Baseball America has released its 100 Top Prospects list; it's available at their Website for those with subscriptions, and should also be on newsstands imminently. It's not telling tales out of school, however, to report that the Jays placed three prospects on the list: Dustin McGowan (36), Jayson Werth (94) and Jason Arnold (97). A few notes:

- Three placements is about middle-of-the-pack among major-league teams, though two prospects in the 90s isn't so hot.
- Neither Werth nor Arnold deserve their low ranking. Both Ja(y)sons likely will be solid contributors to the 2004 Jays, and Werth might well be in Toronto all season.
- McGowan is the only homegrown player on the list: the O's (Werth) and Yankees (Arnold) can take credit for the others.
- This shortage of homegrown talent will not last long. This time next year, look for these names on the list: Gabe Gross, Russ Adams, David Bush, Justin Maureau, Jason Perry.
The Toronto Star does it again. "Abrams makes Tosca's day with big plays" -- so sez a headline in the "Baseball Buzz" sidebar this morning. The story, written by someone who knows nothing about the Blue Jays, refers to "first-round pick Russ Abrams" and gets young Mr. Adams' name wrong a third time. It's not like the kid's name is Mientkiewicz and they transposed a vowel; this is inexcusably sloppy writing and pathetic editing. If the Star wants to hire me, I'm available. If not, I suggest they start reading Batter's Box to learn the basics about the team they're supposedly covering. By any name, "Abrams" impressed, and let's not be too hasty to pigeonhole him as a 2B.

Today it's the home opener against the Phillies, at 1:00 pm, available on The FAN 590. Cory Lidle gets the first couple of innings, with Woodward (tender hamstring), Huckaby (bruised right hand) and Wilson (10 stellar innings at 1B yesterday) unlikely to play. In what we sincerely hope is the team's worst injury of the spring, Mike Moriarty was hit in the face by a 95-mph heater, and has fractures to his cheek and orbital bone, so his remote chances of making the 25-man roster have become nil, but he should be back in the Syracuse infield in about a month.



I hope everyone enjoys our new home. Let the games begin.
There's a new Web site devoted to intelligent analysis of the Blue Jays. They're just getting started, but it looks promising. One of the authors, Jim Turner, has linked to Batter's Box as a Jays resource, and I will reciprocate the next time I update the sidebar.

Here's a link to one of their recent roundtable discussions, about a subject that some of us find irresistible and others insignificant -- the Batting Order. Is it just my impression, or do the Toronto Baseball Guys admire Prospectus the way BB pays homage to Primer?

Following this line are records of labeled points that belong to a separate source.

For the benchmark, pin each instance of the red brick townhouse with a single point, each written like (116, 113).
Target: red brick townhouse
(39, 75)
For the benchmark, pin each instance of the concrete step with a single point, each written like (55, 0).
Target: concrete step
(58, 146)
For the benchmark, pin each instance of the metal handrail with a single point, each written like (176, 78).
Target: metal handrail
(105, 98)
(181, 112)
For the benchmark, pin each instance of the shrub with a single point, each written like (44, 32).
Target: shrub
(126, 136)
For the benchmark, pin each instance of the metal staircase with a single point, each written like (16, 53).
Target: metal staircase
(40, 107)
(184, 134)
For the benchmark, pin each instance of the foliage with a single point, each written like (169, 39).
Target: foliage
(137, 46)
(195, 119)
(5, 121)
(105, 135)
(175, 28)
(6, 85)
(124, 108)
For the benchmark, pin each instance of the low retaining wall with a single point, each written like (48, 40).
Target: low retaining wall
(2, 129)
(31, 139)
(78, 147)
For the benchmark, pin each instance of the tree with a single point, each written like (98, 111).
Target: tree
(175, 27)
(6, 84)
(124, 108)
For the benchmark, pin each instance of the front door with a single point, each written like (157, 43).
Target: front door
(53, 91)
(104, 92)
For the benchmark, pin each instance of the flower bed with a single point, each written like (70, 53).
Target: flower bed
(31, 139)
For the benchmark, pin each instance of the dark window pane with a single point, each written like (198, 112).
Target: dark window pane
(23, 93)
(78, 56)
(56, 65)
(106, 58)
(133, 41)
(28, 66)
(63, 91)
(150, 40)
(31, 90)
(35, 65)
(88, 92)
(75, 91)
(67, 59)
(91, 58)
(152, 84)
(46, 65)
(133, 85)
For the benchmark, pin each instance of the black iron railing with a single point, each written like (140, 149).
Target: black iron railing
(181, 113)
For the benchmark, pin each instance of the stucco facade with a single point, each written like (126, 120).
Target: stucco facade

Jim quotes noted baseball authority Montgomery Burns in another fine piece in which he dubs Mark Hendrickson "The Slightly Smaller Unit" and says Aquilino Lopez will soon (unfortunately, IMO) be known as "A-Lo". The Toronto Baseball Guys are invited to comment here any time, and they're worth reading.
ESPN's Jayson Stark asked five GMs to assemble the best possible 25-man roster from the free agents who signed this winter. There was a $2 million limit per player, and here's the catch -- the entire team couldn't cost more than $30 million.

One of the participants (who are all anonymous, but you get the impression one or two may be from the AL East) wanted to spend less than $20 million for 24 players and sign Pudge Rodriguez, but that was against the rules.

"You know what?" said one of our GMs. "I bet you'd have a better shot at .500 doing it this way than Detroit, Kansas City, Milwaukee or Tampa Bay."